Although there are other methods, MARS typically applies a backward deletion procedure to prune the model. At each step, the algorithm removes a term in the model that results in the smallest increase in the sum of squared error, obtaining an optimal model \(\hat{f}\) at each size \(\lambda\). The final model can be determined using cross-validation (CV), but generalized cross-validation (GCV) may be preferred since it is much more computationally efficient.

Generalization error given by GCV is defined as

\[ GCV(\lambda) = \frac{\sum^N_{i = 1}(y_i - \hat{f}_\lambda(x_i))^2}{(1 - \frac{M'(\lambda)}{N})^2} \]

where \(M'(\lambda)\) is the effective number of parameters in the model. \(M'(\lambda)\) is in turn defined as

\[ M(\lambda) = M + cK \]

where \(M\) is the number of terms in the model, \(K\) is the number of knots in the model, \(c = 2\) if the model does not involve interaction terms and \(c = 3\) otherwise3.

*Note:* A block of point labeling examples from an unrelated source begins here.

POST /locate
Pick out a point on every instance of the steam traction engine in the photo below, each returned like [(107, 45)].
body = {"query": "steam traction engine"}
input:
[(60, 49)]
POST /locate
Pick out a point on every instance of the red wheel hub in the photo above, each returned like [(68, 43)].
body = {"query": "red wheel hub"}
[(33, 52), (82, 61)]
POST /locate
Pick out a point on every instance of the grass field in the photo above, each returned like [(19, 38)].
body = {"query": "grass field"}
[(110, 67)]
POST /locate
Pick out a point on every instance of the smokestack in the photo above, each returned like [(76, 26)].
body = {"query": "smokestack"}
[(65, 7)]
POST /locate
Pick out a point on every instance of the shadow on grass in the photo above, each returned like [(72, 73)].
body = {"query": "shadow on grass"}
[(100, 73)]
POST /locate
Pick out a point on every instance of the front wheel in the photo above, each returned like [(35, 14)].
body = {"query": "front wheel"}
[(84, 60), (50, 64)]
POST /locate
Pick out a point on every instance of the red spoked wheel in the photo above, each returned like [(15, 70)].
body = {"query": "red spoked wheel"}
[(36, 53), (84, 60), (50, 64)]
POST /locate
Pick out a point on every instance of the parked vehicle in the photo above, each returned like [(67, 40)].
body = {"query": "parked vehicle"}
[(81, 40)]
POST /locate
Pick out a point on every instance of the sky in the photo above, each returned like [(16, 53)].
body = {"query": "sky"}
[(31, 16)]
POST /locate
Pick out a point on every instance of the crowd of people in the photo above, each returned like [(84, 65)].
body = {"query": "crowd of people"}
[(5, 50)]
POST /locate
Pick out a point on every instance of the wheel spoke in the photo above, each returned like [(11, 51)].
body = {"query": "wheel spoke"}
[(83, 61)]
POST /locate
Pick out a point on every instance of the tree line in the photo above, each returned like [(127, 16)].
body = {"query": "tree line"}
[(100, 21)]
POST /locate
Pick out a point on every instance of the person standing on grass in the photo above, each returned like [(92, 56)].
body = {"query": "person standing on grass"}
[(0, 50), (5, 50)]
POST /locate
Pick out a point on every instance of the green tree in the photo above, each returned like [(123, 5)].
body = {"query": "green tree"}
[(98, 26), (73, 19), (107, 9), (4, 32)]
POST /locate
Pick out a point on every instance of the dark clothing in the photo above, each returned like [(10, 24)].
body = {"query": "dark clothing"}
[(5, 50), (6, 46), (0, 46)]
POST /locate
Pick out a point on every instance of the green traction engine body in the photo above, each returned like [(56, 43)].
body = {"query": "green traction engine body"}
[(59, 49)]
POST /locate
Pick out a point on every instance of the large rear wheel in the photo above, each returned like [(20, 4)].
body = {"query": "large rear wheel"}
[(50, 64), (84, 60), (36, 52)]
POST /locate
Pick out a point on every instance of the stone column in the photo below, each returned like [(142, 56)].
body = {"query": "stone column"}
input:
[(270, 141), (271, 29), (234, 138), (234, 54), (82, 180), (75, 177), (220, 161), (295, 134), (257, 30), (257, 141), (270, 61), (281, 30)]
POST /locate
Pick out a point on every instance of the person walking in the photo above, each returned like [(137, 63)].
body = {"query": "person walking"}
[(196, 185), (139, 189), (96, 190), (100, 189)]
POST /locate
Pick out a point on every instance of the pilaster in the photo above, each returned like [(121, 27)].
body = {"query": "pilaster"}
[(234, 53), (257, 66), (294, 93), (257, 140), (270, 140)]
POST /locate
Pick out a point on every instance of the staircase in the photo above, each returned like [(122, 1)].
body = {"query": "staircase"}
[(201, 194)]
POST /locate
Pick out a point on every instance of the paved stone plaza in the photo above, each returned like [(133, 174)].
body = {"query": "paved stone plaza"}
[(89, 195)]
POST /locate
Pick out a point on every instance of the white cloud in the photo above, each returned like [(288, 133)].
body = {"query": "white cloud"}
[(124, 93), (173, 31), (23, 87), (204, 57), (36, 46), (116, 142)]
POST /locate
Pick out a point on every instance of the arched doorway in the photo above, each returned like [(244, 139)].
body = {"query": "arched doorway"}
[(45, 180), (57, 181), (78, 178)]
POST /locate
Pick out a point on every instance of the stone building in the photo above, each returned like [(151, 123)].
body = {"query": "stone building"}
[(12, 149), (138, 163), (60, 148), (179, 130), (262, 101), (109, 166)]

3 According to Hastie, Tibshirani, and Friedman (2009), these values are suggested by some mathematical and simulation results.

The Parameters

The earth package in R provides an implementation of MARS, on which caret::train() with method = earth is based. After conducting a simulation (see appendix), I found the following parameters to be particularly worth noting (please refer to the help page and associated documentation for more detailed information):

  • Parameters for the training process:
    • degree: Maximum degree of interaction.
    • nk: Maximum number of model terms before pruning.
    • thresh: Forward stepping threshold.
    • minspan: Minimum number of observations between knots.
    • endspan: Minimum number of observations before the first and after the final knot.
    • linpreds: Index vector specifying which predictors should enter linearly.
    • allowed: Function specifying which predictors can interact and how.
    • newvar.penalty: Penalty for adding a new variable in the forward pass.
  • Parameters for the pruning process:
    • nprune: Maximum number of terms (including intercept) in the pruned model.
    • nfold: Number of cross-validation folds (if CV is used to prune the model instead of GCV).
    • pmethod: Pruning method.

The caret::train() function considers degree and nprune to be the only major hyperparameters that need to be tuned. However, my experience with the simulation indicate that, if the underlying pattern in training data is complicated, nk should be set with a bigger value and thresh a smaller value so that a more flexible model can be obtained from the training process; additionally, if the sample size is relatively small, it may also be necessary to use smaller values of minspan and endspan.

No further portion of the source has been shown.